In the 1940s, August 27th, 2001 had been as unimaginable as a Monday on the moon, but the date had loomed over Norman, squashing the more ridiculous of his adolescent impulses, keeping him safe in case he was bound for glory. A career in optometry had not left much room for mortal accident. He spent his days in a brown-walled windowless room posing questions about floating specks and numbers hidden in patterns. He had been meticulous about oil changes and snow tires, and while his marriage lasted, Aspen had proved to be a wife who was careful with her hair and not prone to credit-card debt. Indeed, the greatest risk that Norman had taken was to leave his mother and New Zealand far behind and emigrate to Canada.
Once, there had been a before and an after this date, but as middle-age came and went, Norman began to realize that it
was far more likely to be the date for a cardiac arrest or being squashed by a butter truck than a date marked by Olympian achievement. Indeed, Norman had come to fear that time's form was not equally divided like an hourglass, but bottomless, like a funnel with no end. Norman could see himself arriving at Monday, August 27th, 2001, but after that he could not see very much.

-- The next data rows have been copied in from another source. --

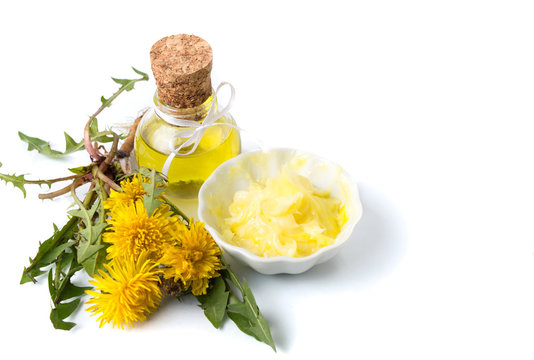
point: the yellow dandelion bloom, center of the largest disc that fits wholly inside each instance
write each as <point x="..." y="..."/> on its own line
<point x="132" y="231"/>
<point x="133" y="191"/>
<point x="195" y="260"/>
<point x="127" y="293"/>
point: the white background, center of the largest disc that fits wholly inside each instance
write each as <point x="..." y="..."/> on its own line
<point x="428" y="104"/>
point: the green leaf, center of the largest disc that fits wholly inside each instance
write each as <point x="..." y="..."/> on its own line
<point x="18" y="181"/>
<point x="61" y="312"/>
<point x="42" y="259"/>
<point x="71" y="145"/>
<point x="52" y="255"/>
<point x="40" y="145"/>
<point x="153" y="191"/>
<point x="103" y="100"/>
<point x="96" y="261"/>
<point x="214" y="302"/>
<point x="70" y="291"/>
<point x="246" y="315"/>
<point x="51" y="287"/>
<point x="80" y="170"/>
<point x="144" y="75"/>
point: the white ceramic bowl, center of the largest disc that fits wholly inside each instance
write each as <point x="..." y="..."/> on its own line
<point x="217" y="193"/>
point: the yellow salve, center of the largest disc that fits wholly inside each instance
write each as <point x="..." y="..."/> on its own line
<point x="286" y="216"/>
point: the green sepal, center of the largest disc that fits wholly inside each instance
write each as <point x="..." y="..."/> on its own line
<point x="153" y="190"/>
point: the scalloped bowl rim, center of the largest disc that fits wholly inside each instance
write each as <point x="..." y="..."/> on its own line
<point x="312" y="259"/>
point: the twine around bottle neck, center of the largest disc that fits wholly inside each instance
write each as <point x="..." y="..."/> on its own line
<point x="195" y="129"/>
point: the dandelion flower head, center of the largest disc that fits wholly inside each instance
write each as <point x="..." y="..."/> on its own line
<point x="126" y="293"/>
<point x="132" y="231"/>
<point x="195" y="260"/>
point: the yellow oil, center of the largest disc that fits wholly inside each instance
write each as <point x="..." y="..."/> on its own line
<point x="187" y="173"/>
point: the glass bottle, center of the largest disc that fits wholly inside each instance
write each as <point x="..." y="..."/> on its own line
<point x="156" y="139"/>
<point x="183" y="135"/>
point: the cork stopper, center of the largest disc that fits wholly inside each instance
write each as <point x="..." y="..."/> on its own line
<point x="182" y="65"/>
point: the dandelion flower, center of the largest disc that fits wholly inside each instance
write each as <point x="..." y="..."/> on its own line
<point x="132" y="191"/>
<point x="132" y="231"/>
<point x="193" y="261"/>
<point x="127" y="293"/>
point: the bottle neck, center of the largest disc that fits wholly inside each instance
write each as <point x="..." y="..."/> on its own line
<point x="180" y="116"/>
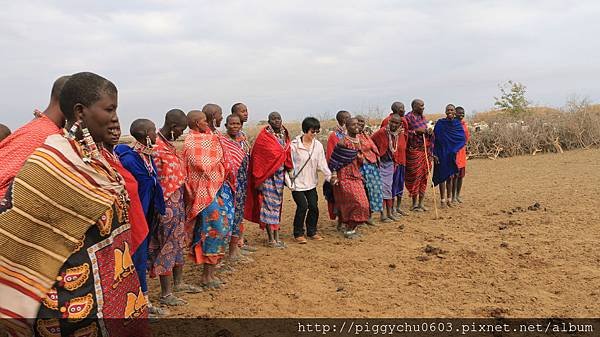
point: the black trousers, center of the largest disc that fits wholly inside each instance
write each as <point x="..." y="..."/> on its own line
<point x="306" y="209"/>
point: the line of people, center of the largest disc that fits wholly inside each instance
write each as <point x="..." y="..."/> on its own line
<point x="83" y="219"/>
<point x="366" y="172"/>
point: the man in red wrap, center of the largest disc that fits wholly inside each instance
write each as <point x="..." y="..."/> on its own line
<point x="334" y="137"/>
<point x="269" y="159"/>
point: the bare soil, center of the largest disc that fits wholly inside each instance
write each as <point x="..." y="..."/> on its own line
<point x="523" y="244"/>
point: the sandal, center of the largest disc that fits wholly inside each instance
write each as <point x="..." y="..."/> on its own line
<point x="186" y="288"/>
<point x="249" y="248"/>
<point x="154" y="311"/>
<point x="301" y="240"/>
<point x="417" y="209"/>
<point x="214" y="284"/>
<point x="171" y="300"/>
<point x="401" y="212"/>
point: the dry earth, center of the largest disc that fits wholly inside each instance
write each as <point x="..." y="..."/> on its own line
<point x="496" y="258"/>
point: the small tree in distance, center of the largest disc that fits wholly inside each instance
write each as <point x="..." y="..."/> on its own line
<point x="512" y="98"/>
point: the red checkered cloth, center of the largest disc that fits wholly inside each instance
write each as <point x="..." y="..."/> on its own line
<point x="203" y="158"/>
<point x="15" y="148"/>
<point x="169" y="166"/>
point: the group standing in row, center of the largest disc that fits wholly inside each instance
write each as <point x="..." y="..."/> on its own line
<point x="83" y="219"/>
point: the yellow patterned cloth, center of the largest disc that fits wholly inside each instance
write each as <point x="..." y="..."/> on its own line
<point x="63" y="233"/>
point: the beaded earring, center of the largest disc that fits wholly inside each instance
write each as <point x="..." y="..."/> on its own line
<point x="73" y="130"/>
<point x="90" y="148"/>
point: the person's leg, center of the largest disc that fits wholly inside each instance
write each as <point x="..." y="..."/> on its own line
<point x="313" y="212"/>
<point x="449" y="187"/>
<point x="421" y="205"/>
<point x="301" y="201"/>
<point x="166" y="285"/>
<point x="459" y="183"/>
<point x="415" y="205"/>
<point x="390" y="210"/>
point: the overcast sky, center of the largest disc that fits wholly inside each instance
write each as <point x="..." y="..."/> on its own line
<point x="300" y="58"/>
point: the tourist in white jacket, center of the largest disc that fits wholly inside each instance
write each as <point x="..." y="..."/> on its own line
<point x="308" y="157"/>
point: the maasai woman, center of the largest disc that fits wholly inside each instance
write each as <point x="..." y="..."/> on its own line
<point x="233" y="125"/>
<point x="461" y="158"/>
<point x="232" y="160"/>
<point x="387" y="140"/>
<point x="207" y="225"/>
<point x="418" y="163"/>
<point x="370" y="170"/>
<point x="350" y="196"/>
<point x="241" y="110"/>
<point x="269" y="159"/>
<point x="70" y="265"/>
<point x="137" y="159"/>
<point x="166" y="247"/>
<point x="449" y="139"/>
<point x="334" y="137"/>
<point x="137" y="219"/>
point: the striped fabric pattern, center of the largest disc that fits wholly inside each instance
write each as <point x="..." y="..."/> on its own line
<point x="272" y="192"/>
<point x="203" y="156"/>
<point x="54" y="200"/>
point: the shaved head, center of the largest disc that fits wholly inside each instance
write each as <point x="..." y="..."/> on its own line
<point x="139" y="129"/>
<point x="398" y="108"/>
<point x="57" y="88"/>
<point x="416" y="101"/>
<point x="274" y="114"/>
<point x="342" y="116"/>
<point x="418" y="106"/>
<point x="214" y="115"/>
<point x="176" y="116"/>
<point x="195" y="118"/>
<point x="4" y="132"/>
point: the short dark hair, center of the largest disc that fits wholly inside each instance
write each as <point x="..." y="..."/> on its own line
<point x="83" y="88"/>
<point x="233" y="115"/>
<point x="57" y="87"/>
<point x="235" y="107"/>
<point x="340" y="114"/>
<point x="310" y="123"/>
<point x="139" y="128"/>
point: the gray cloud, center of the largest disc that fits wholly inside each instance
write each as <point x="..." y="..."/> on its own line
<point x="298" y="57"/>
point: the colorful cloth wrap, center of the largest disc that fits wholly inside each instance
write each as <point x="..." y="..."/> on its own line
<point x="70" y="264"/>
<point x="15" y="148"/>
<point x="449" y="139"/>
<point x="350" y="196"/>
<point x="206" y="222"/>
<point x="270" y="155"/>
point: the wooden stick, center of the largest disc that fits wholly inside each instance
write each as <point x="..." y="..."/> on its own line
<point x="429" y="177"/>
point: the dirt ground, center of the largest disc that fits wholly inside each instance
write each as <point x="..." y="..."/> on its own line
<point x="496" y="257"/>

An air stewardess had given him the idea that the day might be avoided altogether. Not long after his divorce, Norman found himself seated on a plane beside a man in an open-necked golf shirt. The air stewardess was very pretty and the open-necked man had asked her how she kept her looks. She replied that on every long-haul flight she missed a day in crossing the dateline, and it all added up. With a practised wink and a startling mewing sound she passed on to Norman, asking him if he would like coffee or tea. Tea, please, he had said, looking up at her smooth skin and wondering.
After Norman decided to skip the day that fate had appointed him, he organized the slow demise of Uncle Stewart through a series of postcards addressed to himself, followed by a message from a payphone, in which he regretfully informed himself, using a fake Scottish accent, that Uncle Stewart was in his final days of decline. He enjoyed these preparations and over the course of a year read each postcard aloud to the receptionist at the eye clinic, receiving her waves of sympathy with dutiful gravity.